Tytuł wpisu w pamiętniku odchudzania:
zakupy


(szloch) witam mądre i walczące Vitalki. Dzisiaj z nudów pojechałam do Szczecina pochodzić po sklepach. Mierzyłam ciuszki i co nic ,wszystko za małe a w przebieralni w lustrach szkarada. To sygnał ,że :(wziąć się za siebie. (zimno) ale jak to zrobić gdy jem słodycze. Czeka mnie walka. Chyba wykupię dietę. Chociaż ostatnio cały miesiąc nie zaglądałam do diety bo byłam nią znudzona /oczywiście jak miałam wykupioną/ Ale trzeba coś robić bo dzwon bije na alarm. (strach).Serdecznie pozdrawiam i powtarzam kogoś słowa POMOŻECIE.:D

  • Mayan

    Mayan

    2 lutego 2016, 10:15

    Trzymam kciuki :))

  • ninka1956

    ninka1956

    1 lutego 2016, 17:58

    To masz Jasiu motywację i już, trzymam kciuki buziaki

    • jasia242

      jasia242

      1 lutego 2016, 18:45

      Ninko dziękuję i już biorę się za siebie. Serdecznie pozdrawiam

  • dorotamala02

    dorotamala02

    1 lutego 2016, 08:08

    No to do dzieła! Wszystko dobre przed Tobą! Walcz!

    • jasia242

      jasia242

      1 lutego 2016, 18:44

      Dziękuję Dorotko. Serdecznie pozdrawiam

  • renianh

    renianh

    31 stycznia 2016, 21:03

    Bo słodycze to bledne kolo im więcej się ich je tym wieksza się ma na nie ochote .Musisz przede wszystkim najadać się normalnymi posilkami a slodyczom powiedzieć stanowczo nie ,choć doskonale rozumiem jakie to trudne.Podziwiam Twoj talent malarski .Mialam niedawno wykupioną dietę na 2 miesiące ,nie załuję ale szybko mi się znudziło i przestałam zaglądać albo po prostu zaglądałam a nie trzymalam się ściśle.Pozdrawiam .

    • jasia242

      jasia242

      1 lutego 2016, 18:43

      Dzięki ,dzięki za słowa ,budują mnie ,może będą wpadki ze słodyczami ale będę szła dalej. Serdecznie pozdrawiam

  • bozenka1604

    bozenka1604

    31 stycznia 2016, 19:41

    Jasiu, trzeba podjąć w końcu decyzję i skutecznie podążać do celu. Pamiętam swoje wielkie ciało odbite w sklepowych lustrach. Nieraz załamana i zmęczona psychicznie wychodziłam z niczym. Wzięłam się za siebie i teraz moje nogi noszą 20 kg mniej.

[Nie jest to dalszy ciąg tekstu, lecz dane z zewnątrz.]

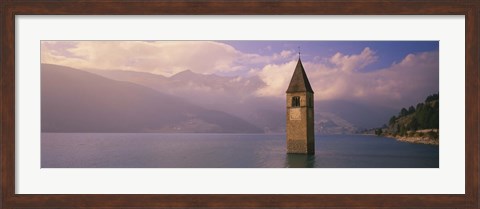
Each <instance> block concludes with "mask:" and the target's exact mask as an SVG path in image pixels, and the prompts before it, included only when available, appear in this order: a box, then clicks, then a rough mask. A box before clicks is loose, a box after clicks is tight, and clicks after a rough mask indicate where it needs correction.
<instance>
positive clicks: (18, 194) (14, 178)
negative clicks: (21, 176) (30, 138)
mask: <svg viewBox="0 0 480 209" xmlns="http://www.w3.org/2000/svg"><path fill="white" fill-rule="evenodd" d="M0 4H1V8H0V14H1V22H0V23H1V29H2V32H1V69H0V101H1V103H0V108H1V111H0V117H1V126H0V136H1V139H0V147H1V150H0V151H1V170H0V171H1V172H0V180H1V195H0V198H1V199H0V201H1V207H2V208H193V207H202V208H205V207H206V208H208V207H212V208H257V207H258V208H372V207H374V208H479V206H480V205H479V190H478V189H479V188H478V185H479V175H478V174H479V172H478V171H479V161H478V160H479V151H478V150H479V141H478V140H479V120H478V119H479V117H478V110H479V108H480V106H479V92H478V90H479V87H480V85H479V80H480V79H479V60H480V57H479V50H480V48H479V39H480V35H479V26H480V24H479V22H480V21H479V16H480V1H477V0H439V1H433V0H421V1H411V0H344V1H308V0H305V1H302V0H300V1H273V0H272V1H268V0H267V1H263V0H253V1H244V2H241V1H232V2H229V1H227V0H220V1H218V0H217V1H214V0H211V1H207V0H203V1H185V0H183V1H147V0H140V1H114V0H100V1H99V0H96V1H94V0H78V1H68V0H66V1H57V0H22V1H10V0H4V1H2V2H1V3H0ZM16 15H464V16H465V22H466V25H465V26H466V27H465V28H466V31H465V32H466V37H465V40H466V49H465V50H466V51H465V54H466V57H465V59H466V69H465V71H466V77H465V80H466V86H465V88H466V101H465V104H466V107H465V108H466V113H468V114H466V115H465V116H466V117H465V118H466V119H465V120H466V121H465V124H466V127H465V129H466V132H465V133H466V142H465V153H466V155H465V163H466V164H465V168H466V170H465V194H441V195H434V194H424V195H413V194H403V195H394V194H370V195H363V194H349V195H274V194H270V195H253V194H243V195H225V194H208V195H188V194H182V195H173V194H172V195H168V194H167V195H165V194H162V195H150V194H149V195H139V194H131V195H112V194H105V195H94V194H79V195H67V194H58V195H47V194H35V195H24V194H15V105H16V104H15V16H16ZM458 70H461V69H458ZM445 180H446V181H448V179H445Z"/></svg>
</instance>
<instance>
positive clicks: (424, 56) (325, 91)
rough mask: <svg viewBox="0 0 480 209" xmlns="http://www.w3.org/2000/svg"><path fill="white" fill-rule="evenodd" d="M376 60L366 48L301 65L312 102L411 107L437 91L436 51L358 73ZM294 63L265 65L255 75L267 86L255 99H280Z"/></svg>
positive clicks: (413, 56)
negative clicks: (343, 103)
mask: <svg viewBox="0 0 480 209" xmlns="http://www.w3.org/2000/svg"><path fill="white" fill-rule="evenodd" d="M376 59H377V57H376V56H375V53H374V52H373V51H371V50H370V49H369V48H365V49H364V50H363V51H362V52H361V53H360V54H356V55H343V54H340V53H336V54H335V55H333V56H332V57H330V58H329V59H326V60H327V63H322V62H315V63H313V62H303V65H304V67H305V71H306V73H307V75H308V77H309V80H310V83H311V85H312V88H313V89H314V91H315V99H316V100H348V101H359V102H365V103H371V102H377V104H378V105H384V106H395V107H396V106H399V105H411V104H414V103H412V102H418V101H421V100H423V99H424V98H425V96H427V95H429V94H431V93H436V92H437V91H438V88H439V87H438V52H425V53H418V54H409V55H407V56H406V57H405V58H404V59H403V60H402V61H401V62H399V63H394V64H392V65H391V66H389V67H388V68H385V69H380V70H376V71H370V72H359V71H358V69H362V68H364V67H366V66H367V65H369V64H371V63H373V62H374V61H375V60H376ZM295 64H296V61H294V62H287V63H284V64H279V65H267V66H265V67H264V68H263V69H261V70H259V72H258V76H259V77H260V78H261V79H262V80H263V81H264V82H265V83H266V84H267V86H266V87H264V88H262V89H259V90H258V91H257V95H259V96H274V97H284V96H285V91H286V89H287V87H288V84H289V82H290V78H291V76H292V74H293V70H294V68H295Z"/></svg>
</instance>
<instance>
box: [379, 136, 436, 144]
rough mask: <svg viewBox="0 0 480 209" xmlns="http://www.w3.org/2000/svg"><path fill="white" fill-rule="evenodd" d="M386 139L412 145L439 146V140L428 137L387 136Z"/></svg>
mask: <svg viewBox="0 0 480 209" xmlns="http://www.w3.org/2000/svg"><path fill="white" fill-rule="evenodd" d="M385 137H388V138H393V139H395V140H397V141H401V142H407V143H412V144H428V145H436V146H439V140H438V139H430V138H426V137H394V136H385Z"/></svg>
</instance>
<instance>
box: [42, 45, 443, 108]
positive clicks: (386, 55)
mask: <svg viewBox="0 0 480 209" xmlns="http://www.w3.org/2000/svg"><path fill="white" fill-rule="evenodd" d="M299 52H300V55H299ZM299 56H300V57H301V60H302V63H303V65H304V67H305V71H306V73H307V75H308V78H309V80H310V83H311V84H312V88H313V90H314V92H315V99H316V100H348V101H354V102H359V103H365V104H368V103H371V102H375V103H377V105H382V106H388V107H396V106H398V105H404V104H416V103H418V102H421V101H422V100H423V99H424V98H425V97H426V96H428V95H429V94H433V93H437V92H438V89H439V42H438V41H42V43H41V62H42V63H49V64H58V65H64V66H69V67H73V68H78V69H98V70H127V71H139V72H148V73H153V74H158V75H163V76H167V77H169V76H172V75H174V74H176V73H179V72H182V71H184V70H191V71H193V72H196V73H201V74H217V75H221V76H239V77H245V78H248V77H259V78H260V79H261V80H262V81H263V82H265V84H266V85H265V86H264V87H262V88H260V89H258V90H257V91H256V92H255V94H256V96H259V97H274V98H275V97H277V98H283V97H284V96H285V90H286V88H287V87H288V83H289V81H290V78H291V76H292V73H293V70H294V68H295V65H296V63H297V61H298V58H299Z"/></svg>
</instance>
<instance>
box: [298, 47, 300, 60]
mask: <svg viewBox="0 0 480 209" xmlns="http://www.w3.org/2000/svg"><path fill="white" fill-rule="evenodd" d="M298 59H300V46H298Z"/></svg>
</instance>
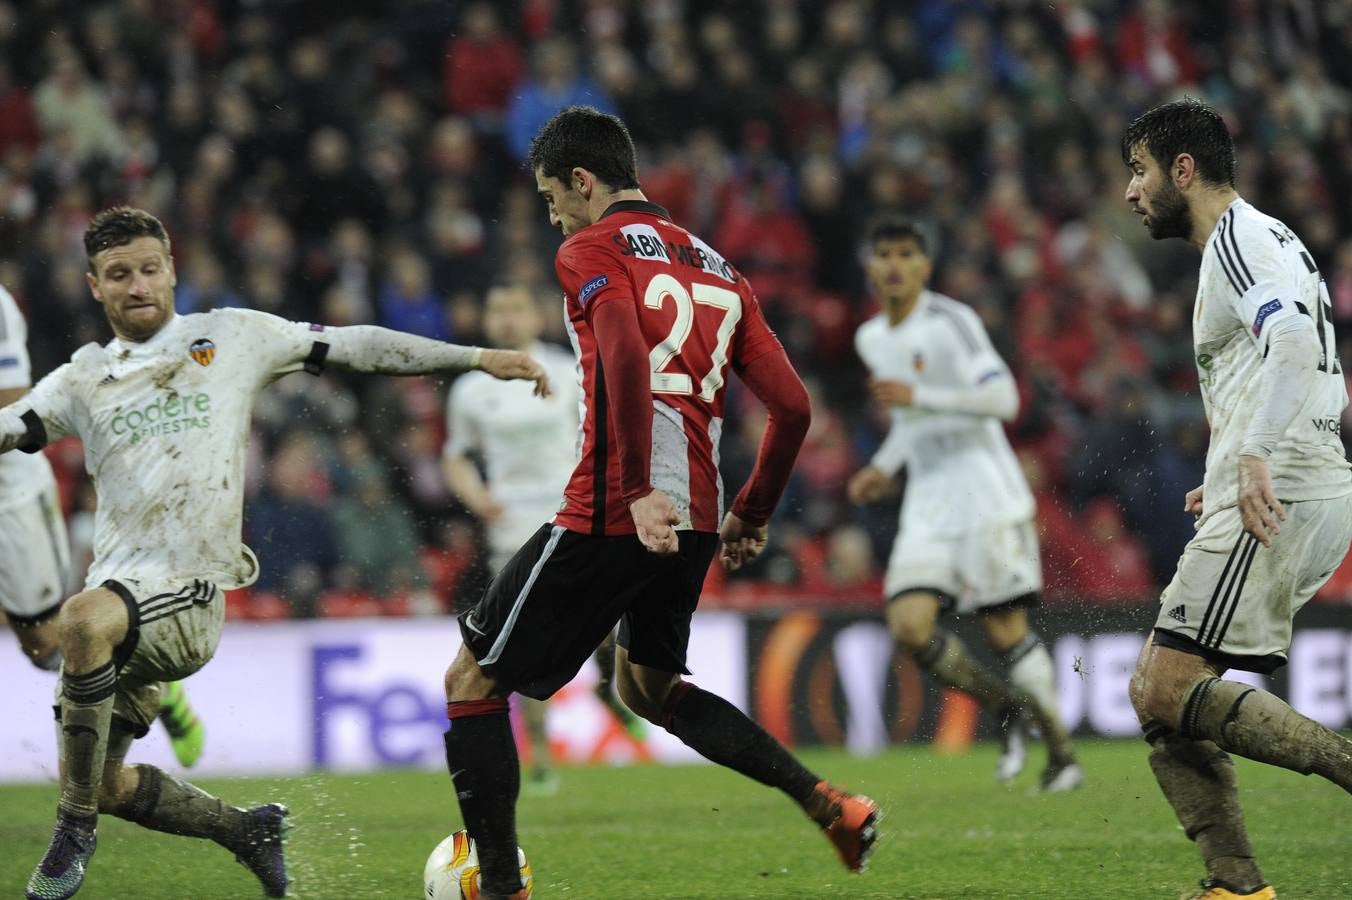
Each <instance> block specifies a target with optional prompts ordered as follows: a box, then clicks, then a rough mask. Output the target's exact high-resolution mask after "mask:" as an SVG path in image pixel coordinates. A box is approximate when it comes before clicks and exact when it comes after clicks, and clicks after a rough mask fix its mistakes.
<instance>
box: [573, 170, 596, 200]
mask: <svg viewBox="0 0 1352 900" xmlns="http://www.w3.org/2000/svg"><path fill="white" fill-rule="evenodd" d="M569 177H571V178H572V184H571V185H569V186H571V188H572V189H573V191H576V192H577V193H580V195H583V197H584V199H587V200H591V192H592V188H594V186H595V184H596V180H595V178H594V177H592V173H589V172H587V169H583V168H581V166H575V168H573V170H572V173H571V174H569Z"/></svg>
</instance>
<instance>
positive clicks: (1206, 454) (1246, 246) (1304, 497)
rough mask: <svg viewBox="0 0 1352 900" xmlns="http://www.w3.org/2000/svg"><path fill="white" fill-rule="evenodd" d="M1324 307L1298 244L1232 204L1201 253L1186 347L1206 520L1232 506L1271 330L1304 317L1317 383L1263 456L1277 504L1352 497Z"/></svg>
mask: <svg viewBox="0 0 1352 900" xmlns="http://www.w3.org/2000/svg"><path fill="white" fill-rule="evenodd" d="M1332 314H1333V304H1332V301H1330V299H1329V292H1328V288H1326V286H1325V284H1324V280H1322V277H1321V276H1320V270H1318V268H1317V266H1315V264H1314V259H1313V258H1311V257H1310V253H1309V250H1306V247H1305V245H1303V243H1301V239H1299V238H1297V236H1295V234H1294V232H1293V231H1291V230H1290V228H1287V227H1286V226H1284V224H1283V223H1282V222H1279V220H1278V219H1274V218H1272V216H1268V215H1264V214H1261V212H1259V211H1257V209H1255V208H1253V207H1252V205H1251V204H1249V203H1247V201H1245V200H1242V199H1236V200H1234V203H1232V204H1230V205H1229V207H1228V208H1226V211H1225V212H1224V214H1222V215H1221V219H1220V222H1217V224H1215V230H1214V231H1213V232H1211V236H1210V238H1209V239H1207V242H1206V247H1205V249H1203V251H1202V269H1201V273H1199V276H1198V289H1197V300H1195V303H1194V307H1192V346H1194V350H1195V354H1197V369H1198V377H1199V378H1201V384H1202V400H1203V403H1205V404H1206V419H1207V423H1209V424H1210V426H1211V443H1210V446H1209V449H1207V454H1206V481H1205V499H1203V508H1205V515H1210V514H1213V512H1215V511H1218V509H1225V508H1228V507H1233V505H1236V503H1237V495H1238V454H1240V447H1241V445H1242V443H1244V436H1245V432H1247V431H1248V427H1249V423H1251V420H1252V419H1253V414H1255V411H1256V404H1257V396H1259V384H1260V380H1261V374H1263V359H1264V355H1265V354H1267V339H1268V331H1270V328H1271V326H1272V324H1274V323H1276V322H1279V320H1282V319H1284V318H1288V316H1301V315H1303V316H1309V318H1310V319H1311V320H1313V322H1314V326H1315V331H1317V332H1318V338H1320V358H1318V359H1311V361H1310V365H1315V366H1318V370H1320V373H1321V377H1320V378H1318V380H1317V385H1315V388H1314V389H1313V391H1311V392H1310V396H1309V397H1307V399H1306V401H1305V405H1303V407H1302V408H1301V412H1299V415H1297V418H1295V420H1294V422H1293V423H1291V426H1290V427H1288V428H1287V431H1286V434H1284V435H1283V436H1282V441H1280V443H1278V447H1276V450H1275V451H1274V453H1272V455H1271V457H1270V458H1268V468H1270V470H1271V473H1272V486H1274V489H1275V492H1276V496H1278V497H1279V499H1280V500H1293V501H1294V500H1318V499H1328V497H1337V496H1343V495H1345V493H1349V492H1352V465H1349V464H1348V461H1347V457H1345V454H1344V451H1343V442H1341V438H1340V422H1341V416H1343V409H1344V408H1345V407H1347V404H1348V393H1347V384H1345V381H1344V377H1343V368H1341V364H1340V362H1338V358H1337V343H1336V341H1334V336H1333V323H1332V322H1330V318H1332Z"/></svg>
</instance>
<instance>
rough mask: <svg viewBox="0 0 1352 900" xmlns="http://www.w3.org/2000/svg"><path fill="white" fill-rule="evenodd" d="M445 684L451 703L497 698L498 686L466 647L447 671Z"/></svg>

Warto było, bo zdarza się, że zakładam rozmiar 34. Mam frajdę na zakupach i mogę w końcu wejść do sklepu, gdzie są ciuchy dla anorektyczek, jak je kiedyś nazywałam. Sprężaj się, bo szkoda zmarnować choćby jednego dnia. Ciesz się życiem i bądź szczęśliwa. Zacznij już teraz, nie odkładaj tego do jutra. I pamiętaj - czekolada, batonik, cukierek to przyjemność która w ustach pozostaje tylko na chwilkę, ale w biodrach na zawsze :) Pozdrawiam :)

    • jasia242

      jasia242

      1 lutego 2016, 18:42

      Bożenko cuda piszesz ale dziękuję i biorę się za siebie. Takich wpisów mi trzeba. Serdecznie pozdrawiam

  • Alianna

    Alianna

    31 stycznia 2016, 18:45

    Pomożemy :-)

    • jasia242

      jasia242

      31 stycznia 2016, 18:46

      Dzięki oby były efekty. Ale ja bardzo stękam przy diecie.